A study plan could mean something as simple as 30 minutes every day, each day a different activity in English. I recommend short amounts of studying every day over one or two long hours per week. Short study periods, in my opinion, increase your chances of remembering what you learn because you don’t have to be focused for too long.
Use Media that Interests You
One rule I always stay with is: if you’re not having fun with the language, you’re not going to stay motivated. So, instead of thinking of studying as having to do exercises in a book (which sometimes helps, I won’t lie) think of it as spending time in English.
The more time you can actively spend in English, the more you’ll learn it more naturally. To actively spend time in English means you understand what you’re reading or listening to, and that you’re using it to speak and write.
So, watch movies and series that you like. Read books in English you may have already read in your first language that you like. Listen to music that you like. Read blogs (like this one!) that you like. I think you get the idea.
If you like it, that means you’re more likely to engage with the material. And that means you’ll learn more and more quickly.
Use Free Resources
There are many great, free resources on the internet these days. Here are some of my favorites for learning English.
- italki.com – On this website, you can look for language exchange partners. A language partner is one of my favorite ways to learn a language and start speaking it. It’s a conversation where half is in your first language and the other half is in English. When I wanted to have more confidence speaking Spanish, I went on italki and found language partners. We did 30 minutes in Spanish and 30 minutes in English.
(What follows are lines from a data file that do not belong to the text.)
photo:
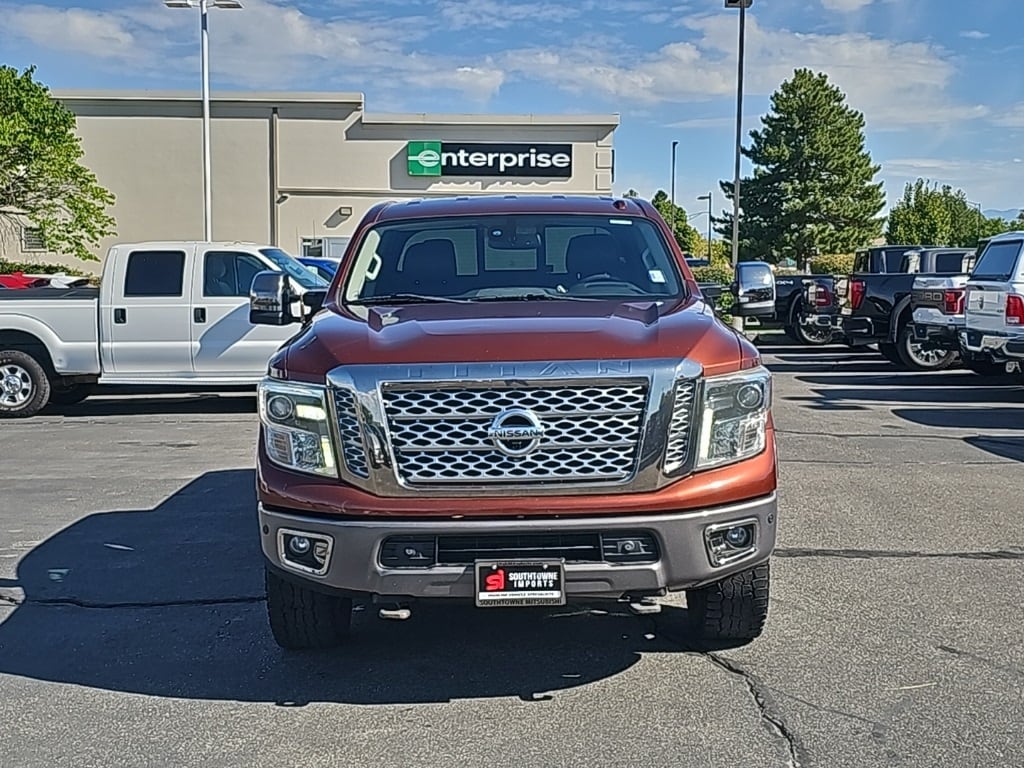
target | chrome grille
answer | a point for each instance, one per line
(352, 451)
(677, 449)
(440, 435)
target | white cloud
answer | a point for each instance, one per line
(374, 47)
(994, 182)
(894, 84)
(1012, 118)
(480, 14)
(269, 44)
(706, 123)
(846, 6)
(75, 30)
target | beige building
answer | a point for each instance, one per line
(289, 168)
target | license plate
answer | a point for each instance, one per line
(512, 583)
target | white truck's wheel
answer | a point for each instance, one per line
(25, 388)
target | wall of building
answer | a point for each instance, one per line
(293, 166)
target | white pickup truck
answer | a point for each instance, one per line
(166, 313)
(994, 303)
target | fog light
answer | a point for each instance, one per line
(304, 551)
(738, 537)
(730, 542)
(299, 545)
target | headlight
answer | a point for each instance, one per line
(733, 417)
(296, 427)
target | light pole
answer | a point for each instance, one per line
(708, 198)
(204, 7)
(672, 195)
(737, 323)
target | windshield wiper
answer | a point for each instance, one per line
(408, 298)
(535, 297)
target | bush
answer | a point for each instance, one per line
(833, 263)
(715, 273)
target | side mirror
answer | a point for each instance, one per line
(270, 299)
(755, 290)
(313, 300)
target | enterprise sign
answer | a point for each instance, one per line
(508, 161)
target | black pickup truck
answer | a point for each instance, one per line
(875, 301)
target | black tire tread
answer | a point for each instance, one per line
(908, 363)
(302, 619)
(733, 609)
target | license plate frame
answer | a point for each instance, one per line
(517, 590)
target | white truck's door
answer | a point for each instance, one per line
(144, 312)
(224, 344)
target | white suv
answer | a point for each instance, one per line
(994, 302)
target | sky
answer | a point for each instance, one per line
(939, 82)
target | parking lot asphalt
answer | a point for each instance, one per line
(133, 632)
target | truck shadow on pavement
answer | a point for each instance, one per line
(169, 602)
(1005, 448)
(164, 404)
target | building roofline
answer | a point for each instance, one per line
(291, 97)
(610, 121)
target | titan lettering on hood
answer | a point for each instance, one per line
(457, 159)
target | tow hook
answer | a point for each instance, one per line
(644, 606)
(394, 611)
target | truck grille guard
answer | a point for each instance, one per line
(500, 429)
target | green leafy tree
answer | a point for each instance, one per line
(929, 214)
(42, 179)
(813, 187)
(675, 217)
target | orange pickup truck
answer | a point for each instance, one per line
(514, 400)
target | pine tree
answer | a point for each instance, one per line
(812, 189)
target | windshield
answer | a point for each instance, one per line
(998, 261)
(294, 268)
(518, 256)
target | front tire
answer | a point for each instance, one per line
(731, 611)
(302, 619)
(25, 388)
(811, 336)
(913, 356)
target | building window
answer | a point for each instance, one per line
(32, 239)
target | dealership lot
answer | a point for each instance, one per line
(132, 630)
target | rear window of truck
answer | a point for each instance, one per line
(998, 261)
(155, 273)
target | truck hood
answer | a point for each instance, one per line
(524, 331)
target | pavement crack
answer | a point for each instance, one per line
(766, 709)
(881, 554)
(76, 603)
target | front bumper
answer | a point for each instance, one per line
(997, 347)
(684, 558)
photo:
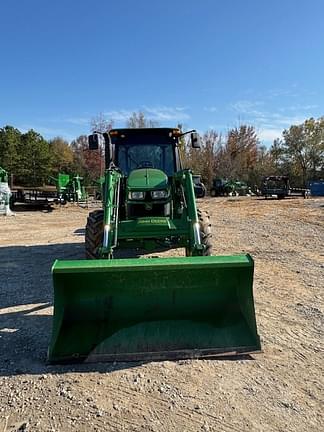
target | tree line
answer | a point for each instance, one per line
(237, 155)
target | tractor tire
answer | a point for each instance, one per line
(205, 231)
(94, 234)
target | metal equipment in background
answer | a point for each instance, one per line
(5, 193)
(225, 187)
(279, 186)
(110, 308)
(69, 189)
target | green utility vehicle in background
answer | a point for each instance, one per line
(112, 308)
(69, 189)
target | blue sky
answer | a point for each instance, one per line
(206, 64)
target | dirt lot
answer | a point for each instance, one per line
(280, 389)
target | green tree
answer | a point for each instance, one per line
(138, 120)
(303, 147)
(238, 156)
(10, 138)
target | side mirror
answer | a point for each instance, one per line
(195, 140)
(93, 141)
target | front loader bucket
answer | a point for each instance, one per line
(152, 309)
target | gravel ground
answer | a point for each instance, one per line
(280, 389)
It was the number one thing that got me practicing and helped me get over my lack of confidence.You can also submit small writings onto italki to get checked by peers or even by teachers for free.
- Film-English.com – This website is primarily for English teachers, but it has lots of great short films (movies that are less than 40 minutes long). With each film, there is vocabulary, grammar, and discussion questions (click on “Lesson Instructions”). You can use the discussion questions with your language partner or in your class when you arrive in your host country.
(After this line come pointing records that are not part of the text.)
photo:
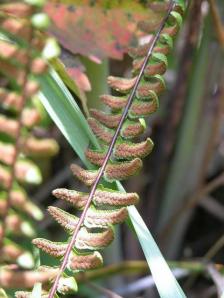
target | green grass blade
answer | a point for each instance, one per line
(66, 114)
(69, 119)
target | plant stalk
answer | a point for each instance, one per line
(110, 149)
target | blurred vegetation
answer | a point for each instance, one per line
(181, 185)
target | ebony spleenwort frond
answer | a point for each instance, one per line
(119, 157)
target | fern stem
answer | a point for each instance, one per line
(17, 142)
(110, 149)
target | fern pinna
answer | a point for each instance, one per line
(20, 60)
(119, 158)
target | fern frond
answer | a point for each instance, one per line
(120, 156)
(20, 60)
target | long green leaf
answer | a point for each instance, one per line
(69, 119)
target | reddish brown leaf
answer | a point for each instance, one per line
(96, 31)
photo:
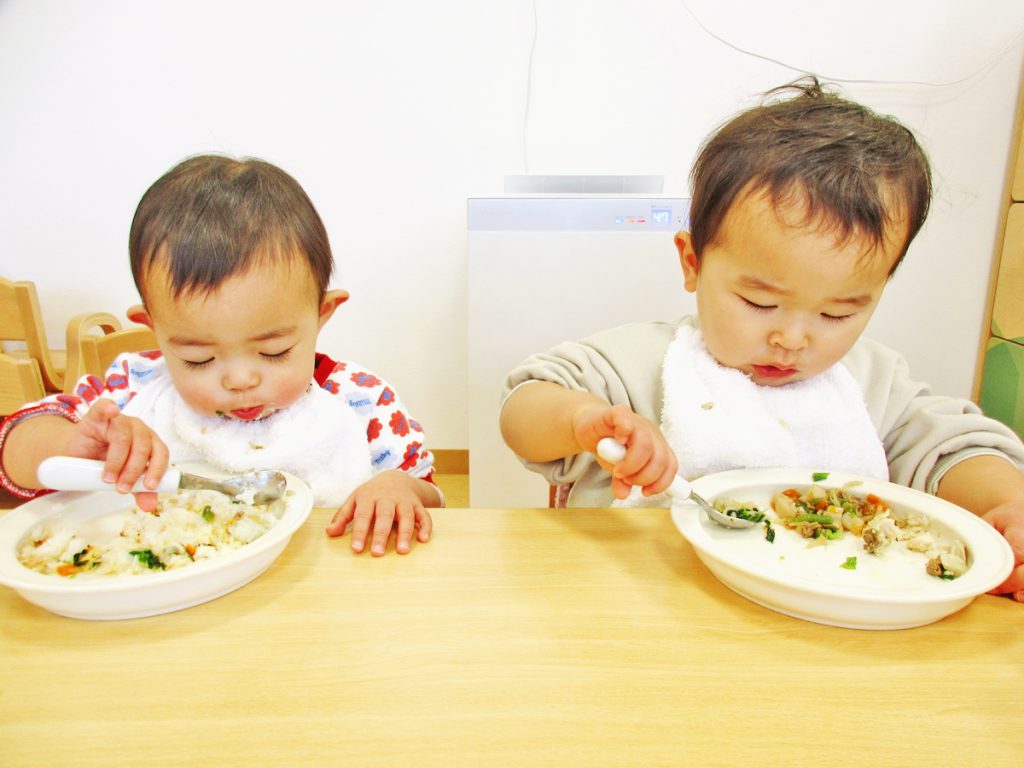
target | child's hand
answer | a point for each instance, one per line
(387, 500)
(649, 462)
(126, 445)
(1009, 519)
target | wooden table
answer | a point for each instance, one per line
(515, 638)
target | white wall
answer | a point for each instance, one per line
(392, 114)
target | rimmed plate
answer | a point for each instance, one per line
(131, 596)
(884, 592)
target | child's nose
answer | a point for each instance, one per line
(791, 336)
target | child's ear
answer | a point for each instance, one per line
(688, 260)
(137, 313)
(332, 300)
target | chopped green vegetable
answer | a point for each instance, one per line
(148, 559)
(814, 517)
(745, 513)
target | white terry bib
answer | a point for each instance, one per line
(716, 418)
(317, 438)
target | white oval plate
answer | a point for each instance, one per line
(131, 596)
(885, 592)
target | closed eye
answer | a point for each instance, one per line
(758, 307)
(278, 356)
(836, 317)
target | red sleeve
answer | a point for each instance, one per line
(51, 408)
(323, 368)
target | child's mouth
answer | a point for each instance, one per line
(248, 414)
(773, 372)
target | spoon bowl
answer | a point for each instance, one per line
(613, 452)
(68, 473)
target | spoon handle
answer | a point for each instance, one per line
(613, 452)
(69, 473)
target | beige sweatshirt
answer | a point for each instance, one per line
(924, 434)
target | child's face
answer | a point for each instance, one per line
(781, 300)
(246, 349)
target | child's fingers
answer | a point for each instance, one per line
(406, 517)
(635, 464)
(159, 459)
(382, 527)
(425, 523)
(361, 519)
(134, 466)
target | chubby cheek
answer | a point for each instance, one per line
(199, 393)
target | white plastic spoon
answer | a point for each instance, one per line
(67, 473)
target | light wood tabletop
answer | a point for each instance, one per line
(515, 637)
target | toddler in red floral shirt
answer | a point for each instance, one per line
(232, 261)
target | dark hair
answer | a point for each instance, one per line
(212, 216)
(855, 170)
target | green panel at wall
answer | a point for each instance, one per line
(1003, 383)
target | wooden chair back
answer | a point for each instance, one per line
(93, 353)
(20, 382)
(22, 322)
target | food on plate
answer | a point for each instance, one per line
(185, 527)
(823, 514)
(745, 511)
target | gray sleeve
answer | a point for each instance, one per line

- Duolingo – As a teacher, I don’t emphasize grammar because I think most people’s primary school killed the fun out of it. Duolingo makes a game out of it. It’s a fun way to remind yourself of all the grammar you probably already know but forgot.
- Perfect-English-Grammar.com – If you really can’t remember very much from your high school grammar class, this website explains grammar structures clearly. It has exercises, video explanations, and how to use structures together.
And more resource that’s not on the internet…
Your local library – The library in your city should have a set of English books you can rent. My small town in Spain (population 7,000) not only had English books and movies, they had a Book Club, too. They met once a month to talk about an English book in English. Here you can connect with other English-language learners and hopefully learn together.
Many people forget that learning a language should be fun. Use resources that will teach you how to use real English. This will help you speak, write, and understand it more naturally. And communicating more naturally will help you make friends in your new home, hopefully finding a lifelong connection.